Add Neiman Marcus to the list of prominent retailers cutting hours to save money. Sagging sales, most pronounced among luxury retailers, have prompted high-end Neiman to close its Tampa store an hour early at 8 p.m. six nights a week starting July 6. The store will stay open until 6 p.m. Sundays.
Dallas-based Neiman, which is waiting out the recession by cutting operating hours at half of its 40 stores, joins many malls and chains like Best Buy that are taking similar steps.
Locally, the three Westfield malls — Brandon, Citrus Park and Countryside — have been opening a half-hour later and closing a half-hour earlier weeknights since February. While Simon Property Group trimmed hours at some of its malls in New England, it has not touched them at Tyrone Square or Gulf View Square in the Tampa Bay area. The shorter hours eat into what's historically been the golden hour for shopping: evenings when salespeople are typically the most attentive because they serve the fewest customers.
• • •
Hard times at retail ate into many of the fat pay packages for top executives leading the 50 largest publicly traded retail companies in 2008.
In fact, average CEO compensation dropped 26 percent, compared with a 7 percent decline among all CEOs at S&P 500 companies, says an analysis compiled by Equilar Inc. for industry journal Stores.
Much of the decline came from stock grants and options taken underwater by the stock market meltdown. Among the biggest losers: Steve Odland of Boca Raton-based Office Depot, down 65 percent to $6.3 million; Peter Lynch of Jacksonville-based Winn-Dixie Stores, down 80 percent to $2.9 million; and Herb Zarkin of BJ's Wholesale Club, down 86 percent to $1.5 million.

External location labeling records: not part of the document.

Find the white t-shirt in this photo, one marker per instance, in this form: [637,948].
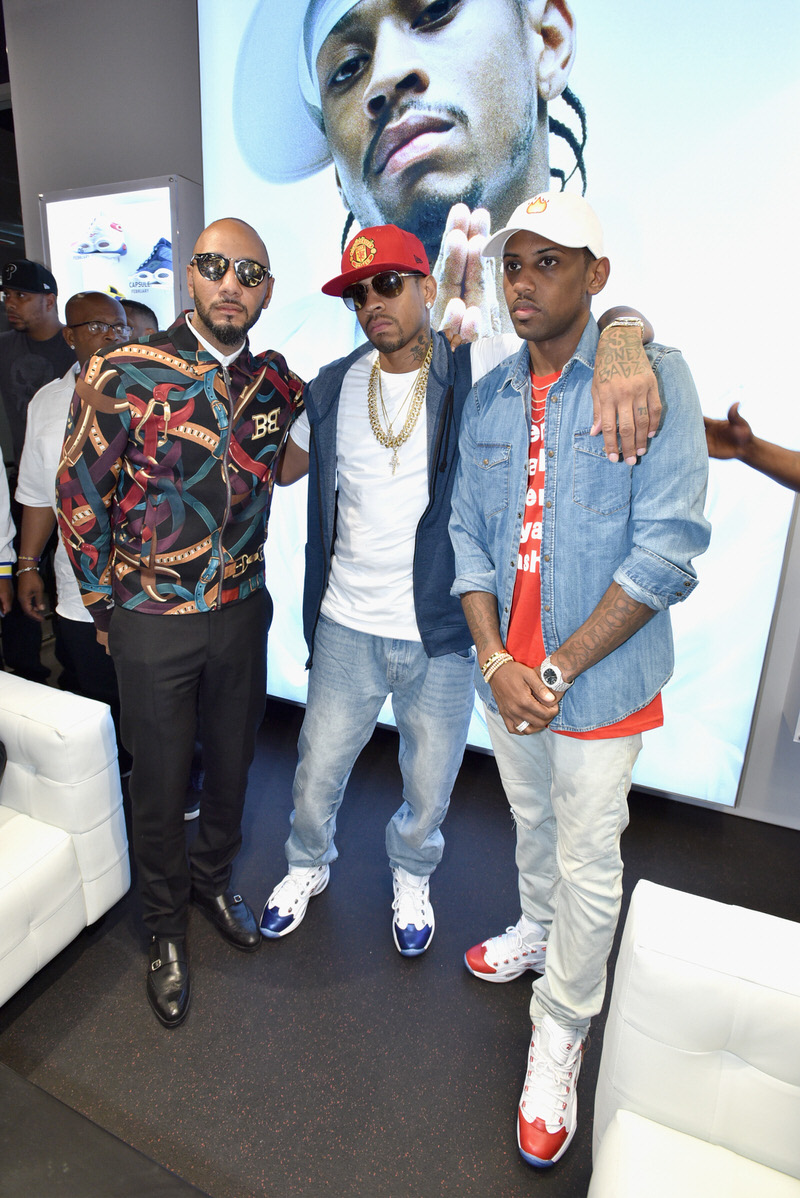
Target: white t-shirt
[370,587]
[38,466]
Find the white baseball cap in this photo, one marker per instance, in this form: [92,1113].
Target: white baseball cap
[277,104]
[563,217]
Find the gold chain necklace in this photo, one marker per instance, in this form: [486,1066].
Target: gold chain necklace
[388,437]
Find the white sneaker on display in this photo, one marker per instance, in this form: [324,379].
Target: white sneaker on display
[288,903]
[547,1113]
[505,956]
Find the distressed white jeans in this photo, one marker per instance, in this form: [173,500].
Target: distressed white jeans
[569,800]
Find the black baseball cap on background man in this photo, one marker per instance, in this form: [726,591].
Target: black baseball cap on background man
[23,274]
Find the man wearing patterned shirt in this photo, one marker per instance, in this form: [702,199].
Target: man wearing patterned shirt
[163,495]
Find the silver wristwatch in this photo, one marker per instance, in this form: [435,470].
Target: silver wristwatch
[552,677]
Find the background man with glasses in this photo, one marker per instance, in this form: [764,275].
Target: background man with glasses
[32,352]
[163,496]
[95,321]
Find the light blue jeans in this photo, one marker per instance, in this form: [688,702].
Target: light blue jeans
[431,699]
[569,800]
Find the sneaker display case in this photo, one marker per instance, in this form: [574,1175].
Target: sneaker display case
[129,239]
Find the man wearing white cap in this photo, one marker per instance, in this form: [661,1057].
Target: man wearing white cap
[377,611]
[417,108]
[567,566]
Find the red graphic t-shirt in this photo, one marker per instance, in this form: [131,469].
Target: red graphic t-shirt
[525,641]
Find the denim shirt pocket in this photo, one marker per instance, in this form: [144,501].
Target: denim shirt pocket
[492,461]
[598,484]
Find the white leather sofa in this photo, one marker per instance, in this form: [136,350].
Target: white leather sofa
[64,851]
[698,1091]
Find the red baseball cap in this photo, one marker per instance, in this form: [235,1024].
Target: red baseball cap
[373,250]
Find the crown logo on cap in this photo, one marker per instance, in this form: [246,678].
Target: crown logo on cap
[362,252]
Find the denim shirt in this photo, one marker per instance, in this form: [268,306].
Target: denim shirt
[640,526]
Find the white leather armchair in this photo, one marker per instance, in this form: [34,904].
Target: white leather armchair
[64,851]
[698,1091]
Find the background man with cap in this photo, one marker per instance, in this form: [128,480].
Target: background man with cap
[7,552]
[567,566]
[163,495]
[32,352]
[379,439]
[95,321]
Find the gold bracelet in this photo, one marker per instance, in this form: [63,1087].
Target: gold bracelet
[625,322]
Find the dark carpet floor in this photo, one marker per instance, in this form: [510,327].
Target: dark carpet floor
[326,1064]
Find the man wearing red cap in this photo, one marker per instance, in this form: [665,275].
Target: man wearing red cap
[380,442]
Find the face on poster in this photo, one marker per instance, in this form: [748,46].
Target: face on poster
[397,109]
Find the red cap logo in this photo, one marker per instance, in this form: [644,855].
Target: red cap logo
[362,252]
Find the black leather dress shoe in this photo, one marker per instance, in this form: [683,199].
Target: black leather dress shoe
[231,917]
[168,981]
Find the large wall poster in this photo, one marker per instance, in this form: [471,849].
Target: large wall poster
[691,165]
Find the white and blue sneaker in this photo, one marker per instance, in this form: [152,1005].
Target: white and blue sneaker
[413,915]
[286,905]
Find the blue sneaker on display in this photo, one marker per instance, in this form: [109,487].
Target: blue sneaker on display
[286,905]
[157,267]
[413,923]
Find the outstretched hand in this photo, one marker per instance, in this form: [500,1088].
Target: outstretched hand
[729,437]
[466,303]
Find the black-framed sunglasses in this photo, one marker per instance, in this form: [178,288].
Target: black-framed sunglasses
[388,285]
[102,326]
[214,267]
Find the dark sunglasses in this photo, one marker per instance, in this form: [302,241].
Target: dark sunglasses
[214,267]
[102,326]
[388,285]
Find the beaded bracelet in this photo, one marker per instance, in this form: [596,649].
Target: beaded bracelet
[491,669]
[492,659]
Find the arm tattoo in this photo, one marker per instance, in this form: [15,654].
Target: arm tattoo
[612,622]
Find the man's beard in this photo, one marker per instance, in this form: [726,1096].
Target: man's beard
[225,332]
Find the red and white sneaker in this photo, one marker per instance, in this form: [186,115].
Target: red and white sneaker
[547,1114]
[505,957]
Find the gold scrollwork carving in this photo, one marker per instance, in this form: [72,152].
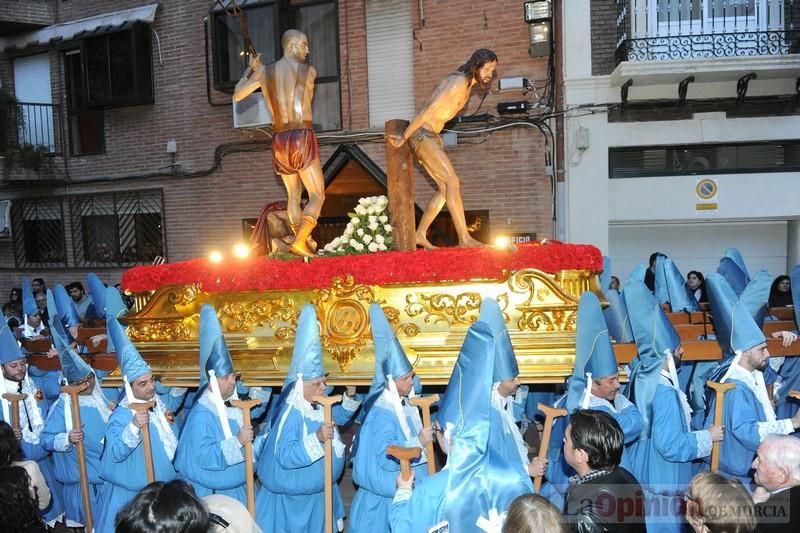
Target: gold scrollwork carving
[245,316]
[460,309]
[343,313]
[173,330]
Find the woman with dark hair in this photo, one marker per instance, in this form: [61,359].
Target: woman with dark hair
[780,293]
[19,509]
[11,456]
[162,507]
[697,284]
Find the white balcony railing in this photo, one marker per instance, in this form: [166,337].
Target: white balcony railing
[650,30]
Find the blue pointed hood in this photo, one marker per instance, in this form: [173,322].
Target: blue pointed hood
[660,284]
[679,296]
[505,362]
[480,479]
[655,338]
[97,290]
[639,272]
[130,361]
[756,295]
[734,270]
[594,352]
[9,347]
[214,354]
[73,366]
[29,306]
[64,307]
[307,352]
[616,315]
[735,328]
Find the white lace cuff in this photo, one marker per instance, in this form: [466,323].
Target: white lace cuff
[61,442]
[350,404]
[704,443]
[232,451]
[313,447]
[776,427]
[403,494]
[130,435]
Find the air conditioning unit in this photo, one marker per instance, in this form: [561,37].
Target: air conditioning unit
[5,218]
[251,112]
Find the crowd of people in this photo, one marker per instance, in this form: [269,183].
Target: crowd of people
[628,457]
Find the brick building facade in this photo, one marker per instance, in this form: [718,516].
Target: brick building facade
[221,176]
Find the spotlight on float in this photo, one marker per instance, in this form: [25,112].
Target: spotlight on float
[241,250]
[503,242]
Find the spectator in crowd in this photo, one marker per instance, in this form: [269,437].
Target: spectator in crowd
[79,297]
[716,504]
[531,513]
[11,455]
[697,284]
[780,293]
[12,309]
[160,507]
[38,286]
[777,479]
[19,508]
[593,443]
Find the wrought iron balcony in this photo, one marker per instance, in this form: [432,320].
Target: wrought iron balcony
[653,30]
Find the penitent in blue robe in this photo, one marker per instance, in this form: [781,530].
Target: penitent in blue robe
[292,499]
[65,457]
[122,465]
[424,509]
[665,463]
[558,471]
[204,457]
[374,472]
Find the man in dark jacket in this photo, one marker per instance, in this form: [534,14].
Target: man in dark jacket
[777,478]
[602,497]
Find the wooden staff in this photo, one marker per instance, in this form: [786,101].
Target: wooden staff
[424,403]
[245,406]
[148,452]
[404,455]
[74,392]
[719,390]
[550,414]
[14,399]
[327,404]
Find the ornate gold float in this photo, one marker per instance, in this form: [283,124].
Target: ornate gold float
[431,320]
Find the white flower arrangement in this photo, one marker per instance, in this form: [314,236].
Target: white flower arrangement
[369,229]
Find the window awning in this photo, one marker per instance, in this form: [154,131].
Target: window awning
[76,29]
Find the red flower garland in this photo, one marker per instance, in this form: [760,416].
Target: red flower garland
[382,268]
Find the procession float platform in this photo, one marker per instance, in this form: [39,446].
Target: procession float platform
[430,297]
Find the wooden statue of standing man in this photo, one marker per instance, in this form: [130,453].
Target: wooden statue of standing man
[449,97]
[288,89]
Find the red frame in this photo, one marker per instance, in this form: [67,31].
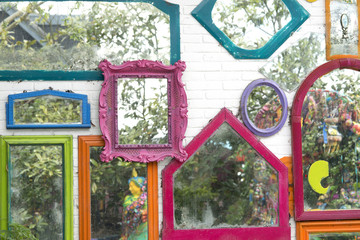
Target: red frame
[300,214]
[275,233]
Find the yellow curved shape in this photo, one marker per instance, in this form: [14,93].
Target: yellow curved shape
[317,172]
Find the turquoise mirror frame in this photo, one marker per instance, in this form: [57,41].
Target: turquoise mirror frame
[168,8]
[202,13]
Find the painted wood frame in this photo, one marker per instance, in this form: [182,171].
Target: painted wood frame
[304,229]
[274,233]
[85,142]
[168,8]
[300,214]
[66,142]
[244,113]
[177,111]
[85,110]
[202,13]
[328,34]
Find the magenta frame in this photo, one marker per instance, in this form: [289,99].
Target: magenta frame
[177,111]
[300,214]
[281,232]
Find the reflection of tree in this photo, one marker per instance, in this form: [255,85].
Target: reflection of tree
[224,184]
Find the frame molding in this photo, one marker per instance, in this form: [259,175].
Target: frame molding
[66,142]
[300,214]
[85,110]
[85,142]
[280,232]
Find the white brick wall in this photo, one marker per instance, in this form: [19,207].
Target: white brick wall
[213,78]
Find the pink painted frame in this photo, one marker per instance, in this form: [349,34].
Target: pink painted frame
[282,232]
[177,111]
[300,214]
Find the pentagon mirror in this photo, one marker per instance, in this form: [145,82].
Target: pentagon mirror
[143,111]
[263,107]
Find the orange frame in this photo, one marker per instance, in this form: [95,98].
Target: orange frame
[85,142]
[327,35]
[304,229]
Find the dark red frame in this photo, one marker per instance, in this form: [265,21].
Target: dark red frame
[281,232]
[300,214]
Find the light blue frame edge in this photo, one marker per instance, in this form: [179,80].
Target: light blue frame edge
[202,13]
[168,8]
[10,107]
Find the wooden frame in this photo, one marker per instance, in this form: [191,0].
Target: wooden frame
[176,104]
[328,12]
[304,229]
[66,142]
[300,214]
[85,142]
[282,231]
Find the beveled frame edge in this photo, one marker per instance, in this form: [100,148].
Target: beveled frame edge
[67,142]
[280,232]
[202,13]
[85,114]
[300,214]
[85,142]
[328,31]
[304,229]
[244,98]
[177,108]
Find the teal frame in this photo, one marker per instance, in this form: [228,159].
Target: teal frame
[168,8]
[66,142]
[202,13]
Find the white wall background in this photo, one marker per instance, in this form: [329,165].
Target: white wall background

Easily the biggest raise was the 137 percent whopper handed to Abercrombie & Fitch chief executive Michael Jeffries. He took home $22.9 million, half of it in stock awards.
And the next-fattest pay stub went to Tom Ryan, the CVS Caremark CEO, who slipped 2 percent to $17.4 million.
• • •
OSI Restaurant Partners did quite well in annual chain restaurant ratings from Zagat Survey and Consumer Reports.
Tampa-based OSI's Bonefish Grill was the top ranked among sit-down seafood chains rated by Consumer Reports, and its Outback Steakhouse rated tops by Zagat among moderately priced steak house chains.
OSI's Carrabba's Italian Grill was rated third among Italian chains by the magazine, still ahead of Maggiano's Little Italy, Romano's Macaroni Grill and Olive Garden. In Zagat, Carrabba's was second for best food among all full-service chains behind P.F. Chang's China Bistro, but tops in service.
Consumer Reports also dispatched two experts to chow down at 12 steak houses. They rated Outback the best value at $22 for a "very good" steak that compared favorably to a $53 USDA prime cut from Morton's that rated "excellent."
The magazine cited Bradenton's First Watch as the top family restaurant, ahead of Bob Evans and Cracker Barrel. Beef 'O' Brady's of Brandon came in 14th of 22 pub-style chains, but ahead of former Outback brand Cheeseburger in Paradise, Chili's, TGI Friday's, Hooters and Buffalo Wild Wings.
Overall, Zagat rated the top full-service chains as "best value" in this order: Cheesecake Factory, Olive Garden, Cracker Barrel, California Pizza Kitchen and Outback.